Journal de mes rencontres
Cycle de tragédies, tel est le sous-titre que Iouri Annenkov donne au Journal de mes rencontres. Et de fait, elles sont innombrables : suicide d’Essenine, de Maïakovski, de Piast. Gorki est empoisonné, Goumilev, Pilniak, Babel, Meyerhold sont fusillés, Blok, Zochtchenko et Pasternak meurent de chagrin et d’épuisement. Zamiatine fait l’objet d’une chasse à l’homme avant d’obtenir le droit d’émigrer. Victimes de tracasseries ou mis au ban de la vie publique, d’autres courbent l’échine ou se réfugient dans le silence. D’autres, enfin, choisissent l’émigration avec toutes les difficultés qu’implique l’exil.
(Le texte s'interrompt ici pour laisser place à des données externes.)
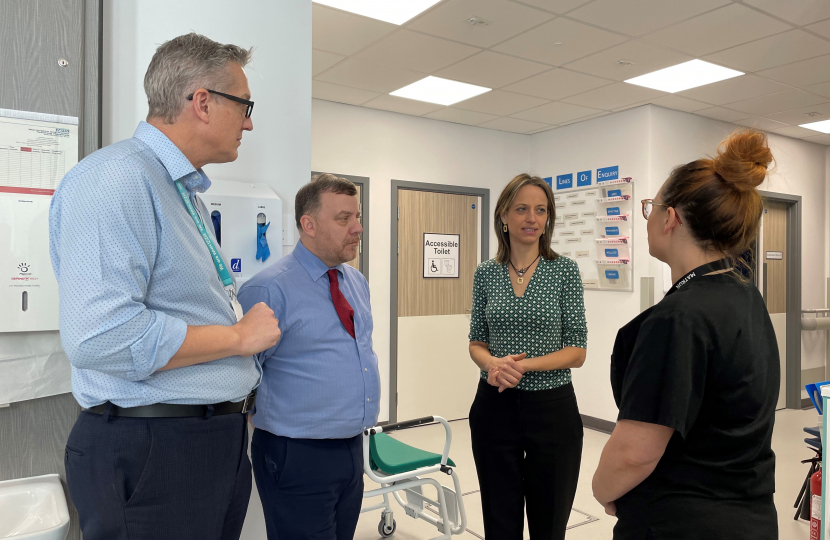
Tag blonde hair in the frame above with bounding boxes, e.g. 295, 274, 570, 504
493, 173, 559, 264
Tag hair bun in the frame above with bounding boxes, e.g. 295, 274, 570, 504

Annenkov rappelle à la vie ceux qui ont jalonné sa longue existence, revisite les lieux qu’il a aimés, et surtout Saint-Pétersbourg. Il ne se lasse pas d’en nommer les rues, les avenues, les restaurants, de citer les vers d’Akhmatova, de Blok, de Gueorgui Ivanov, le « texte de Saint-Pétersbourg », la ville du brouillard, la ville en brouillard qui risque à tout instant de se dissiper comme un rêve et que seule l’écriture peut amarrer au réel. Il revit les entreprises communes, tente d’arracher choses et hommes au néant et à l’oubli.
Livre-témoin empli de tendresse à l’égard de ces bâtisseurs dans la tourmente, enfants d’un siècle tragique, Journal de mes rencontres est une œuvre unique, faisant revivre au fil des phrases et des esquisses une époque oubliée et pourtant génitrice du XXe siècle.